Cependant la pauvre demoiselle était un peu revenue à elle-même. À ces derniers mots, elle reprit avec assez de vivacité : « Qu’a-t-il dit de la perte de son temps ? J’ai appris quatre langues, pour le soulager dans ses travaux ; j’ai lu mille volumes ; j’ai écrit, traduit, copié les jours et les nuits ; j’ai épuisé mes forces, usé mes yeux, brûlé mon sang ; j’ai contracté une maladie fâcheuse, dont je ne guérirai peut-être jamais. La cause de son dégoût, il n’ose l’avouer ; mais vous allez la connaître. » À l’instant elle arrache son fichu ; elle sort un de ses bras de sa robe ; elle met son épaule à nu ; et, me montrant une tache érysipélateuse : « La raison de son changement, la voilà, me dit-elle, la voilà ; voilà l’effet des nuits que j’ai veillées. Il arrivait le matin avec ses rouleaux de parchemin. M. d’Hérouville, me disait-il, est très-pressé de savoir ce qu’il y a là dedans ; il faudrait que cette besogne fût faite demain ; et elle l’était… » Dans ce moment, nous entendîmes le pas de quelqu’un qui s’avançait vers la porte ; c’était un domestique qui annonçait l’arrivée de M. d’Hérouville. Gardeil en pâlit. J’invitai Mlle de La Chaux à se rajuster et à se retirer… « Non, dit-elle, non ; je reste. Je veux démasquer l’indigne. J’attendrai M. d’Hérouville, je lui parlerai. — Et à quoi cela servira-t-il ? — À rien, me répondit-elle ; vous avez raison. — Demain vous en seriez désolée. Laissez-lui tous ses torts ; c’est une vengeance digne de vous. — Mais est-elle digne de lui ? Est-ce que vous ne voyez pas que cet homme-là n’est… Partons, monsieur, partons vite ; car je ne puis répondre ni de ce que je ferais, ni de ce que je dirais… » Mlle de La Chaux répara en un clin d’œil le désordre que cette scène avait mis dans ses vêtements, s’élança comme un trait hors du cabinet de Gardeil. Je la suivis, et j’entendis la porte qui se fermait sur nous avec violence. Depuis, j’ai appris qu’on avait donné son signalement au portier.

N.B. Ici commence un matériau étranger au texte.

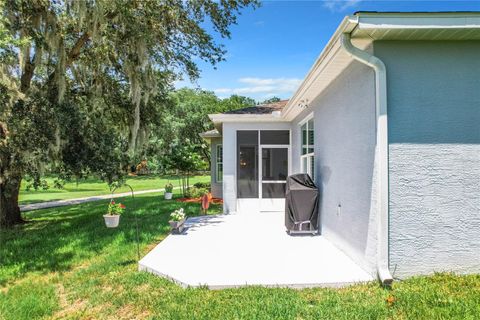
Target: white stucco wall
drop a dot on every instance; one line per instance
(216, 186)
(344, 119)
(434, 155)
(230, 157)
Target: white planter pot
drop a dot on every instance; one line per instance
(177, 226)
(111, 221)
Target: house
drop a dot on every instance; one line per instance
(387, 122)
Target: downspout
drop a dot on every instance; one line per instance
(382, 152)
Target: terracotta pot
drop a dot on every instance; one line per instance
(111, 221)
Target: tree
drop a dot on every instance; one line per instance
(184, 115)
(70, 66)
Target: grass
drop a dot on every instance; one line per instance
(94, 187)
(66, 265)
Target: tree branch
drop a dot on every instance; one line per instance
(77, 47)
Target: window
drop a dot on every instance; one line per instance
(307, 157)
(219, 157)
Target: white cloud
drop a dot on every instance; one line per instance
(265, 87)
(340, 5)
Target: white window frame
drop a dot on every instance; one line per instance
(218, 178)
(310, 157)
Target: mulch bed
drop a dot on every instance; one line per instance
(199, 200)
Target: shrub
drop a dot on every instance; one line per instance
(205, 185)
(194, 192)
(169, 188)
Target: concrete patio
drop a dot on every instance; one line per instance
(235, 250)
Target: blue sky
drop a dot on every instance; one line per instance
(272, 48)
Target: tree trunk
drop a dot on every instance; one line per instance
(9, 209)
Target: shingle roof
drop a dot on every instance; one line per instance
(210, 134)
(261, 108)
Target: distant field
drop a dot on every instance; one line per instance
(94, 187)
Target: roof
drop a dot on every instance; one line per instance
(261, 108)
(364, 28)
(210, 134)
(367, 27)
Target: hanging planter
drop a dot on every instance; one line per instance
(112, 218)
(168, 191)
(177, 220)
(111, 221)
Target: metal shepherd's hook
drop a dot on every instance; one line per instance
(134, 215)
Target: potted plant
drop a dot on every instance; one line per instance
(168, 191)
(177, 219)
(112, 218)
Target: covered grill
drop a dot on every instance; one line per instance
(301, 204)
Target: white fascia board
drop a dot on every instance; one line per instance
(440, 20)
(221, 118)
(347, 25)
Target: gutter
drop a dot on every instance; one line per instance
(382, 152)
(347, 25)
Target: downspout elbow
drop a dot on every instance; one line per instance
(382, 151)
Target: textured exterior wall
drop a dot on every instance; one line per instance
(230, 157)
(434, 155)
(344, 119)
(216, 186)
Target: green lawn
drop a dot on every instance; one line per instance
(94, 187)
(65, 264)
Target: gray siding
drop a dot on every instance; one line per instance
(344, 119)
(434, 155)
(216, 186)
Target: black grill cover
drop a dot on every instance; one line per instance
(301, 203)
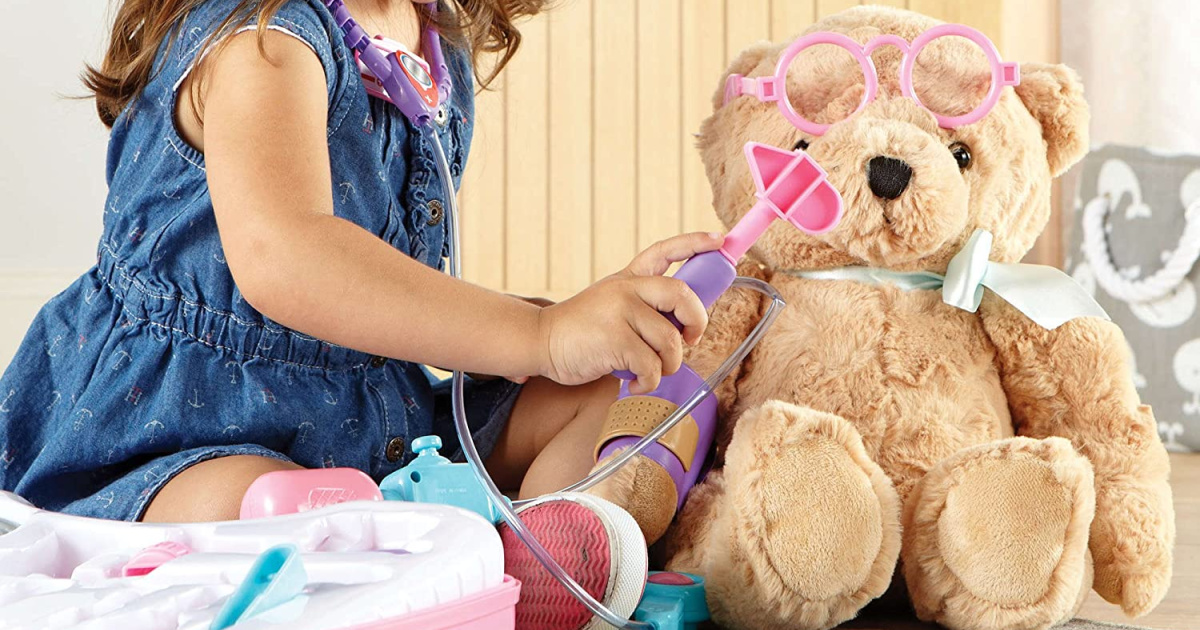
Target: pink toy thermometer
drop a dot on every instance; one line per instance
(791, 186)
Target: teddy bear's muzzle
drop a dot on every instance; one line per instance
(888, 177)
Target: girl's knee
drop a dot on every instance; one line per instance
(211, 490)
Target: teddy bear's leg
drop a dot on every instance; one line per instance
(798, 531)
(996, 537)
(645, 490)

Je la conduisis chez elle, où je trouvai le docteur Le Camus, qui nous attendait. La passion qu’il avait prise pour cette jeune fille différait peu de celle qu’elle ressentait pour Gardeil. Je lui fis le récit de notre visite ; et tout à travers les signes de sa colère, de sa douleur, de son indignation…

— Il n’était pas trop difficile de démêler sur son visage que votre peu de succès ne lui déplaisait pas trop.

— Il est vrai.

— Voilà l’homme. Il n’est pas meilleur que cela.

— Cette rupture fut suivie d’une maladie violente, pendant laquelle le bon, l’honnête, le tendre et délicat docteur lui rendait des soins qu’il n’aurait pas eus pour la plus grande dame de France. Il venait trois, quatre fois par jour. Tant qu’il y eut du péril, il coucha dans sa chambre, sur un lit de sangle. C’est un bonheur qu’une maladie dans les grands chagrins.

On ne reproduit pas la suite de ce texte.